Governments are beginning to act: some have (temporarily) paused new data centres in grid-constrained areas (in Amsterdam and Dublin, for example), while others are mandating efficiency standards or incentivising clean power deals. The EU now requires data centres to report on energy use. China has introduced standards targeting 100 per cent clean electricity by 2032. In the US, the state of California is experimenting with disclosure mandates. These early efforts reflect a simple fact: AI infrastructure is now too large, too visible, and too power-hungry to ignore.

While current policies are scattered, they suggest targeted regulation is feasible. A more coherent framework would begin with mandatory disclosure of electricity use and emissions intensity. Transparency is essential. Over time, policymakers could impose performance standards – just as they’ve done for buildings and vehicles. Importantly, incentives should reward actual decarbonisation, not just certificates or offsets.

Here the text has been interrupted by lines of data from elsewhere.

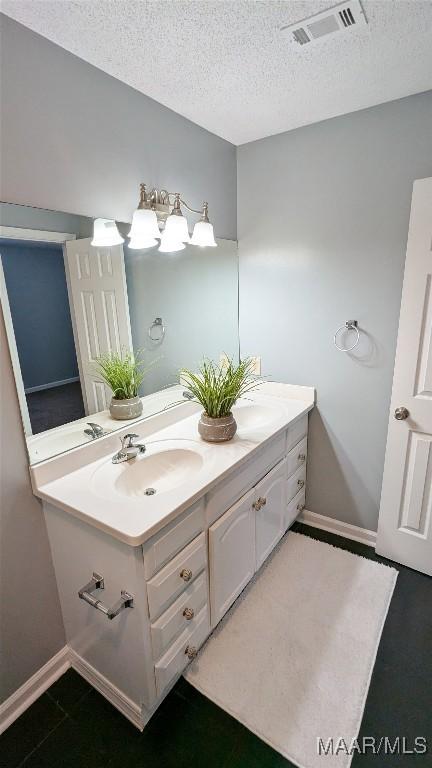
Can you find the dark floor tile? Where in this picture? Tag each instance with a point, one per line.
(68, 747)
(26, 733)
(251, 752)
(102, 725)
(68, 691)
(182, 736)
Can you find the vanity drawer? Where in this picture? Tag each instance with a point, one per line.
(297, 457)
(297, 431)
(176, 658)
(294, 508)
(173, 621)
(240, 481)
(296, 482)
(172, 538)
(166, 585)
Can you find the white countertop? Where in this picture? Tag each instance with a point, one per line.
(85, 483)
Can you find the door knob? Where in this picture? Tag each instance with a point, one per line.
(191, 651)
(186, 574)
(401, 413)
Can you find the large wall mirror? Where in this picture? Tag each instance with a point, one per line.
(65, 303)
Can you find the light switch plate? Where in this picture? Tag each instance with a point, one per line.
(256, 368)
(223, 360)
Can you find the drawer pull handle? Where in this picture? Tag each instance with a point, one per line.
(97, 582)
(191, 651)
(186, 574)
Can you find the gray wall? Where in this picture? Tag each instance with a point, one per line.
(323, 217)
(75, 139)
(31, 628)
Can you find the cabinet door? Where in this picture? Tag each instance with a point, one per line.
(231, 554)
(270, 503)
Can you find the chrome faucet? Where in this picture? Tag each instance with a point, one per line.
(128, 450)
(94, 431)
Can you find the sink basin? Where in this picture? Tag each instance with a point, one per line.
(164, 467)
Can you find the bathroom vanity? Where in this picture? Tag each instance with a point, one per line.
(151, 553)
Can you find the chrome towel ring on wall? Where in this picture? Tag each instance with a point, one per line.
(156, 331)
(349, 325)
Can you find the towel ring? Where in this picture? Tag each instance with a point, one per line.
(349, 325)
(160, 333)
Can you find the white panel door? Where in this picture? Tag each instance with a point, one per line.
(100, 311)
(270, 505)
(405, 520)
(231, 555)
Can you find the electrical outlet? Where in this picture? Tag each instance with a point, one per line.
(256, 368)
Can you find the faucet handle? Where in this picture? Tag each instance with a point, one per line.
(96, 428)
(127, 440)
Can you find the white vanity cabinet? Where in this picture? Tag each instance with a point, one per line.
(270, 512)
(182, 579)
(231, 555)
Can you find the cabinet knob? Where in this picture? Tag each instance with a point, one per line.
(401, 413)
(186, 574)
(191, 651)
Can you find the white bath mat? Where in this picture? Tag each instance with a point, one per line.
(293, 658)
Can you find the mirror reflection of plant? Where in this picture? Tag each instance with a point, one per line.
(218, 387)
(123, 372)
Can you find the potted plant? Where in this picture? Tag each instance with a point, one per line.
(217, 388)
(123, 372)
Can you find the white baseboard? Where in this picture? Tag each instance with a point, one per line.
(51, 385)
(338, 527)
(16, 704)
(126, 706)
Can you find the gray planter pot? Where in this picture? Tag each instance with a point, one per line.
(217, 430)
(130, 408)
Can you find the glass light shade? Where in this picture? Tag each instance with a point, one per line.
(105, 233)
(170, 244)
(144, 225)
(140, 243)
(203, 234)
(176, 228)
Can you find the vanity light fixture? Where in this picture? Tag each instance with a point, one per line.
(158, 210)
(163, 210)
(105, 233)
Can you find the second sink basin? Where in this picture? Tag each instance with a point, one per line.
(165, 466)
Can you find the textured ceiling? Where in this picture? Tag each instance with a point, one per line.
(225, 65)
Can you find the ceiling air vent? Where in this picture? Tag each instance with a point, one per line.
(340, 18)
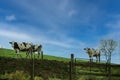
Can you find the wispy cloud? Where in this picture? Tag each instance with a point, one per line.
(10, 17)
(15, 35)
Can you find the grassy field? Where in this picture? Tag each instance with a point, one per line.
(52, 66)
(10, 53)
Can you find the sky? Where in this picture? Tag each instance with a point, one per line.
(61, 26)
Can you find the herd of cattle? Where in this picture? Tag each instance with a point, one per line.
(29, 48)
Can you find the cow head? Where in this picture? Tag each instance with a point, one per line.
(12, 43)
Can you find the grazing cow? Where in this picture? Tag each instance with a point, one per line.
(38, 49)
(93, 53)
(27, 47)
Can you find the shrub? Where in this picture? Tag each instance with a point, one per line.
(18, 75)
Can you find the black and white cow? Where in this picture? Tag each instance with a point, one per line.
(29, 48)
(26, 47)
(38, 49)
(93, 53)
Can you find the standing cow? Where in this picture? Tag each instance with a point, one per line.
(26, 47)
(93, 53)
(29, 48)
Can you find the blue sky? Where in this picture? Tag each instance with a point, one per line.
(61, 26)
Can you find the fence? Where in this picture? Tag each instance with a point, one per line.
(94, 71)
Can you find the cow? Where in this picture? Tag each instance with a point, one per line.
(25, 47)
(93, 53)
(29, 48)
(38, 49)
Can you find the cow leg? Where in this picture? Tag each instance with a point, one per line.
(90, 59)
(96, 58)
(27, 54)
(38, 54)
(99, 57)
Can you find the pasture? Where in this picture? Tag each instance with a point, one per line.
(50, 68)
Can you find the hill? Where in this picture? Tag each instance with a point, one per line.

Putting AI to work in the right areas

The other important question is what AI is being used for, because AI can help cut emissions if we put it to work in the right places. It is already helping grid operators forecast demand and supply more accurately, adjust loads in real time, and integrate more renewables. The IEA estimates that smarter forecasting and optimisation could unlock up to 175 gigawatts of transmission capacity globally by 2030 [IEA Energy and AI report p16] – without building a single new power line. That’s a significant boost in system efficiency, achieved entirely through better software.

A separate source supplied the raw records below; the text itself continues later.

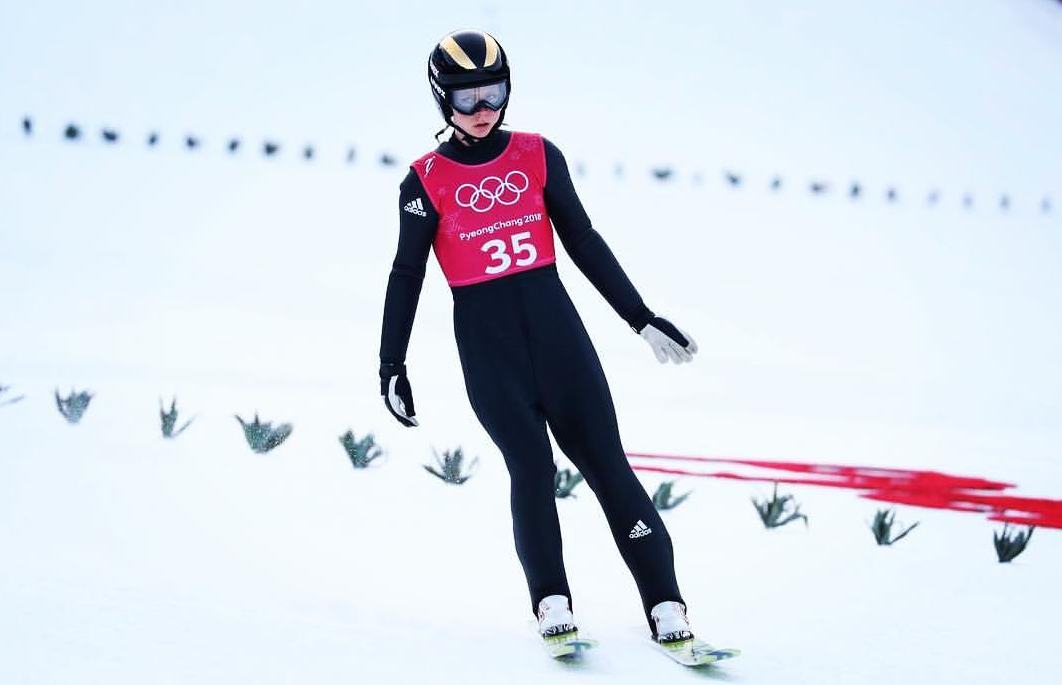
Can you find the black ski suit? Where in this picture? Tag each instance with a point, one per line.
(529, 363)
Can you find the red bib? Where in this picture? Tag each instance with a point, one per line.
(492, 218)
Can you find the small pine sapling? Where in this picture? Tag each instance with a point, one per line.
(9, 400)
(663, 499)
(362, 452)
(262, 437)
(1010, 544)
(169, 420)
(451, 467)
(883, 527)
(72, 407)
(777, 512)
(565, 481)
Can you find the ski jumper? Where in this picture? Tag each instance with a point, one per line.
(527, 359)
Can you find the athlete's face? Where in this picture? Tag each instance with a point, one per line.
(477, 123)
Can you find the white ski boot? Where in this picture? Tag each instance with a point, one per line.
(557, 628)
(554, 616)
(670, 623)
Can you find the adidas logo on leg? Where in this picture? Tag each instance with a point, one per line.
(415, 207)
(639, 530)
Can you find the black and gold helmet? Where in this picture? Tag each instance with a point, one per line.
(466, 60)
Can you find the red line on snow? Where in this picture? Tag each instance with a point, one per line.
(927, 489)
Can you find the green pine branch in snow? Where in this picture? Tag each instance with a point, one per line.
(778, 511)
(883, 527)
(169, 420)
(362, 452)
(565, 481)
(9, 400)
(450, 466)
(663, 499)
(1010, 544)
(262, 437)
(72, 407)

AI is also speeding up the discovery of new clean energy technologies. From solar cells to batteries to carbon capture materials, researchers are now using machine learning to screen thousands of candidates and run simulations that would take months in a lab. The IEA notes that only about 0.01 per cent of promising solar PV materials have been tested [IEA Energy and AI report p.17]. AI could change that.

Of course, just because AI can help doesn’t mean it will. In many cases, it could just as easily raise emissions. AI is already being used to boost oil and gas extraction by optimising exploration and drilling. Autonomous vehicles, if deployed at scale, could encourage people to abandon public transport rather than reduce overall travel. AI-generated content, synthetic influencers, and algorithmically- optimised ad delivery are not exactly decarbonisation priorities, but they still require substantial computing resources.

We also haven't yet imagined all the potential uses of AI. Like electricity before it, AI is a general purpose technology – capable of transforming entire sectors, often in unexpected ways. When electricity was first introduced, few imagined it would one day power electric toothbrushes, toys for entertaining pets, or glowing party ice cubes – let alone future inventions such as computers and smartphones. We should expect the same with AI: a wave of new applications, some useful, some wasteful, and some harmful.

That’s why it's not enough to focus on how much energy AI will use. What matters just as much is what kind of activities it enables – and whether those activities genuinely enhance welfare. Steering this technology toward solving real problems, rather than amplifying old ones, may be one of the most important climate and social choices we face.

The AI policy debate is just beginning

AI’s climate and social impacts will be shaped by policy, regulation, and the incentives we build around it. We don’t know exactly what a future with AI will look like, but we do know it’s being built now, through the choices engineers, companies, and policymakers make every day.

So far, most policies focus on how much energy AI uses. But what it’s used for matters just as much. Steering AI toward cleaner, more productive uses – like energy optimisation or clean tech R&D – raises tough questions: how can strategic sectors attract AI talent? How can knowledge diffuse across boundaries?

These questions are harder to answer, but no less urgent. The AI policy debate is just beginning, and economists have a central role to play – not just in pricing externalities, but in shaping the direction of innovation itself.